Click the link to read the article on the AZCentral website (Debra Utacia Krol). Here’s an excerpt:
March 16, 2026
Key Points
- A U.S. Court of Appeals denied a request to halt a land exchange at Oak Flat, clearing the way for mining work to begin.
- Resolution Copper now owns the land, which is sacred to the Apache people, and plans to begin exploratory drilling.
- Opponents, including the San Carlos Apache Tribe, have appealed to the U.S. Supreme Court, citing religious freedom.
Resolution Copper told the U.S. Supreme Court it would begin exploratory drilling in the Oak Flat area on March 16 after the 9th U.S. Circuit Court of Appeals turned down a bid from a coalition of environmentalists, the San Carlos Apache Tribe and a group of Apache women to halt a contentious land exchange. The three-judge panel issued its decision late Friday, March 13. Resolution relayed documents to the high court affirming the land exchange occurred shortly after the court rendered its decision. Resolution now owns Oak Flat, a location sacred to the Apaches and other Native people. The Forest Service issued the final record of decision March 16 finalizing the land exchange.
“The national security of America depends on our ability to harness the abundant natural resources we are blessed with in this country,” said Agriculture Secretary Brooke Rollins in a statement. “The Resolution Copper project is a prime example of bureaucratic and legal chokeholds preventing our rural communities, supply chains, and defense industry from producing the minerals we need right here in America.”

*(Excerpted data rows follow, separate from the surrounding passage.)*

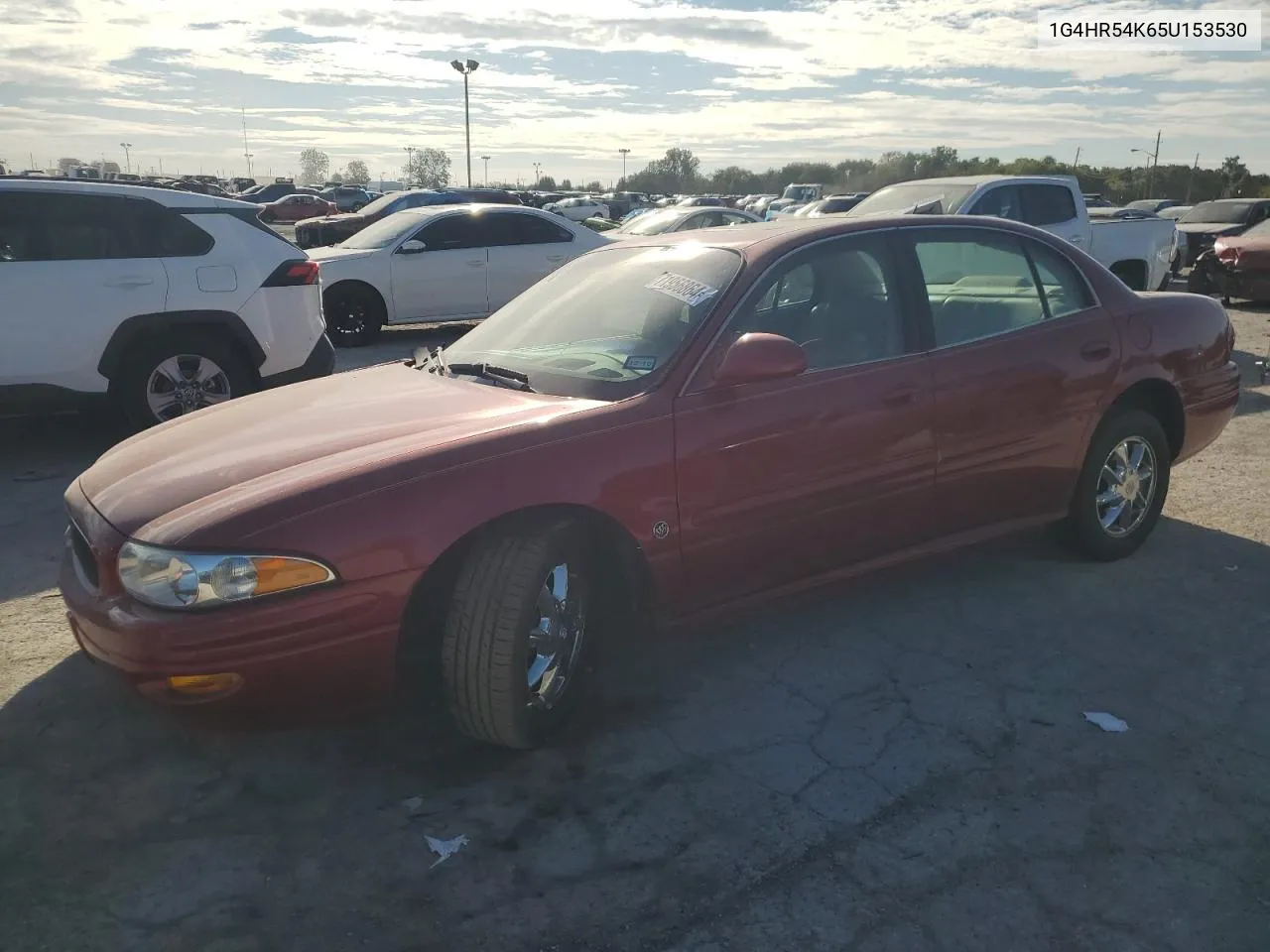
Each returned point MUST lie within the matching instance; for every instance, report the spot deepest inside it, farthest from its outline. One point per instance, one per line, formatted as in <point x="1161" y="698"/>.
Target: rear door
<point x="70" y="273"/>
<point x="522" y="249"/>
<point x="1020" y="356"/>
<point x="445" y="281"/>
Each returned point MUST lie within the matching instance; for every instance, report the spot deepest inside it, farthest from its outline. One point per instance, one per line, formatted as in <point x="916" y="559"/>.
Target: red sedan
<point x="671" y="425"/>
<point x="296" y="207"/>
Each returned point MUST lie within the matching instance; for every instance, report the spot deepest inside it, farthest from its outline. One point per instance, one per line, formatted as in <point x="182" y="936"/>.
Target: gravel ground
<point x="896" y="765"/>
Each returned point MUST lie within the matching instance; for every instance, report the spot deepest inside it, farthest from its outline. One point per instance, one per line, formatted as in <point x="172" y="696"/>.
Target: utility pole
<point x="409" y="167"/>
<point x="1155" y="162"/>
<point x="246" y="153"/>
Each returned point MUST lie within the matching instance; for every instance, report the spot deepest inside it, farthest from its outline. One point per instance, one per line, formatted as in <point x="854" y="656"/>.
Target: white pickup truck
<point x="1138" y="250"/>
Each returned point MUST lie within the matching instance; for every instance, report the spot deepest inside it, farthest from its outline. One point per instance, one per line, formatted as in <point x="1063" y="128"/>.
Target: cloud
<point x="290" y="35"/>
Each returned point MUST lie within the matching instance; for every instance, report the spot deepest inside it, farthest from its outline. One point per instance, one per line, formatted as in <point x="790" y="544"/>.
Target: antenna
<point x="246" y="153"/>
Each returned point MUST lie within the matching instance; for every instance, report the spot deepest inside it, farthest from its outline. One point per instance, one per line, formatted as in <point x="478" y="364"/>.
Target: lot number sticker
<point x="681" y="289"/>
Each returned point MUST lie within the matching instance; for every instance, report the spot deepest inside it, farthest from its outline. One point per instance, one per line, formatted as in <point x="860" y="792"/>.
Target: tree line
<point x="679" y="172"/>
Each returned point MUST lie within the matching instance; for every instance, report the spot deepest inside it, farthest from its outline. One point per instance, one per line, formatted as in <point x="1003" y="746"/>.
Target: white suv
<point x="157" y="299"/>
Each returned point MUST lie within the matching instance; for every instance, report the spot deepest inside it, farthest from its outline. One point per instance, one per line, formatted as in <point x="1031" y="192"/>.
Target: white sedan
<point x="441" y="263"/>
<point x="578" y="208"/>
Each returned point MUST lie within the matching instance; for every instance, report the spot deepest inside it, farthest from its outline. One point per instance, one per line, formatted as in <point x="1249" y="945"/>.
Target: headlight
<point x="169" y="579"/>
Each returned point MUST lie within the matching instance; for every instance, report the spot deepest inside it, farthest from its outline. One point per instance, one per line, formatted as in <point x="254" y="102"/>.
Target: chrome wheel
<point x="556" y="642"/>
<point x="185" y="384"/>
<point x="1127" y="485"/>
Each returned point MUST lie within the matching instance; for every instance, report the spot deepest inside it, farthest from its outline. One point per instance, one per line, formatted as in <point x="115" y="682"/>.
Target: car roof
<point x="760" y="238"/>
<point x="160" y="194"/>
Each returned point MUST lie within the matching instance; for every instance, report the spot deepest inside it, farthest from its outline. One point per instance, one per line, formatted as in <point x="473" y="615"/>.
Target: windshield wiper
<point x="506" y="376"/>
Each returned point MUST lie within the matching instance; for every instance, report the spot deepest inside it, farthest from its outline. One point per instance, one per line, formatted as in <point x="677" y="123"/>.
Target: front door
<point x="1021" y="357"/>
<point x="445" y="281"/>
<point x="784" y="480"/>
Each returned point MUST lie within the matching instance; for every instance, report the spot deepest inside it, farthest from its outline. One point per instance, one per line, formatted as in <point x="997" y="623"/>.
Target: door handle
<point x="899" y="398"/>
<point x="1096" y="350"/>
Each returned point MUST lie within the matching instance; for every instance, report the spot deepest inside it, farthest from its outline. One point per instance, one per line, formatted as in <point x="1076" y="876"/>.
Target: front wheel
<point x="517" y="635"/>
<point x="354" y="313"/>
<point x="1121" y="486"/>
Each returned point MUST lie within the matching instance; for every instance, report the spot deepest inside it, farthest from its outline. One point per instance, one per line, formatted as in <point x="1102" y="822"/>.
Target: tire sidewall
<point x="1089" y="536"/>
<point x="130" y="390"/>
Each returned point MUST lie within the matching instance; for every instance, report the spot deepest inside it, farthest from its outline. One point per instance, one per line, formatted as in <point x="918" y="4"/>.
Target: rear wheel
<point x="177" y="375"/>
<point x="354" y="313"/>
<point x="1121" y="486"/>
<point x="517" y="635"/>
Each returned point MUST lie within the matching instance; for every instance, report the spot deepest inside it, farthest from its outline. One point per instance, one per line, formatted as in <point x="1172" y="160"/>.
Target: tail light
<point x="295" y="273"/>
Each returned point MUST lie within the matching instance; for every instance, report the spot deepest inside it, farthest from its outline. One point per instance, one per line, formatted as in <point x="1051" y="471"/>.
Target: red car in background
<point x="663" y="428"/>
<point x="296" y="207"/>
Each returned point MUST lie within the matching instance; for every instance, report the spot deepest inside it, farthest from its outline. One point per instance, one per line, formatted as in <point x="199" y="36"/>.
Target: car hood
<point x="344" y="434"/>
<point x="1206" y="227"/>
<point x="339" y="254"/>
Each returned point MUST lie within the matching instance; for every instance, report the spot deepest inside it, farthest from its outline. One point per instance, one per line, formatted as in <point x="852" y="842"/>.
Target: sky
<point x="570" y="82"/>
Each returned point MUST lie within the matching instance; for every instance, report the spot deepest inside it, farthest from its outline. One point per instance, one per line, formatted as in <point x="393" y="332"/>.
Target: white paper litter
<point x="444" y="848"/>
<point x="1107" y="722"/>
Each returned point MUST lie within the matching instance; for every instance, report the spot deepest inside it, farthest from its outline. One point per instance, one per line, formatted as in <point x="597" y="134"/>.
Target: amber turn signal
<point x="204" y="684"/>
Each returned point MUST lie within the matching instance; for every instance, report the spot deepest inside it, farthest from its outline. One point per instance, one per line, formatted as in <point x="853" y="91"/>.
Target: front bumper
<point x="334" y="645"/>
<point x="318" y="363"/>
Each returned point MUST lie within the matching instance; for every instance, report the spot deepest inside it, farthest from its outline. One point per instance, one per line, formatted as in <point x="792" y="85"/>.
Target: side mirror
<point x="758" y="357"/>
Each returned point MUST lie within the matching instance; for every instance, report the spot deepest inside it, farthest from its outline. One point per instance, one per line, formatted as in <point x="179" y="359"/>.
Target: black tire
<point x="485" y="651"/>
<point x="1084" y="529"/>
<point x="354" y="313"/>
<point x="130" y="389"/>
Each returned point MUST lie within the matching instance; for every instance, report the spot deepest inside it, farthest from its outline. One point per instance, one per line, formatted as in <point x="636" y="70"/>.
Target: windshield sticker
<point x="681" y="289"/>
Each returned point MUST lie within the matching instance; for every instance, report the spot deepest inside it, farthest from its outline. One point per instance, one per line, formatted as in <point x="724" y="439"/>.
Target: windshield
<point x="653" y="222"/>
<point x="385" y="231"/>
<point x="930" y="197"/>
<point x="1218" y="212"/>
<point x="606" y="324"/>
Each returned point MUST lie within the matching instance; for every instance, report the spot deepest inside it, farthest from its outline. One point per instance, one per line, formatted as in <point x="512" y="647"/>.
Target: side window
<point x="1001" y="202"/>
<point x="978" y="286"/>
<point x="1066" y="289"/>
<point x="84" y="227"/>
<point x="839" y="303"/>
<point x="18" y="238"/>
<point x="451" y="234"/>
<point x="162" y="232"/>
<point x="1048" y="204"/>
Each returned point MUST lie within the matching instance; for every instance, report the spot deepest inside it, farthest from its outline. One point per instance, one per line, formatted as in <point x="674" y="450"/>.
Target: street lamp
<point x="467" y="67"/>
<point x="409" y="166"/>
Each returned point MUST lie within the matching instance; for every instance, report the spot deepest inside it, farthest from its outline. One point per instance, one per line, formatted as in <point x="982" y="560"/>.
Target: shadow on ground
<point x="894" y="763"/>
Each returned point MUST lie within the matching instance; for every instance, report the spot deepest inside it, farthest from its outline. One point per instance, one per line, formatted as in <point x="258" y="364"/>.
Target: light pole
<point x="1152" y="162"/>
<point x="467" y="67"/>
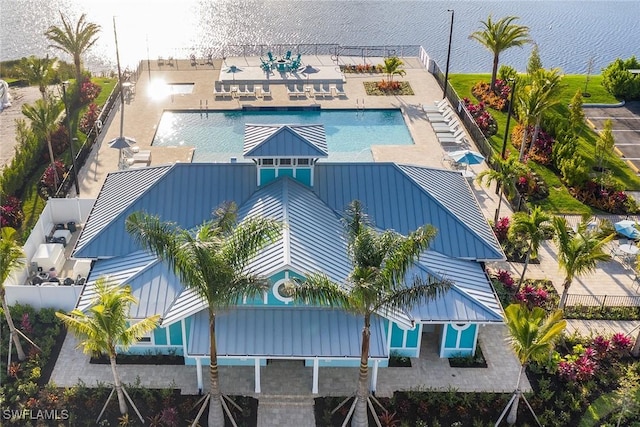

The appeals court denied an injunction in three cases, blocking a legal move that could have halted progress on the handover of the 2,200-acre site and another 211 acres currently within Tonto National Forest to Resolution, the British-Australian mining company, while the lawsuits continue to make their way through the court system. Miles Coleman, one of the attorneys representing the Brown-Lopez family and other Apache women, said the firm filed an appeal with the U.S. Supreme Court over the weekend.
“The transfer and destruction of Oak Flat would be a tragic departure from our nation’s founding promise of religious freedom,” Coleman told The Arizona Republic. He said the emergency application with the Supreme Court asked to preserve the status quo and protect Oak Flat.
The ruling came more than two months after the judges heard the three cases on Jan. 8. The judges turned the three down because they said the cases were “unlikely to succeed on the merits.”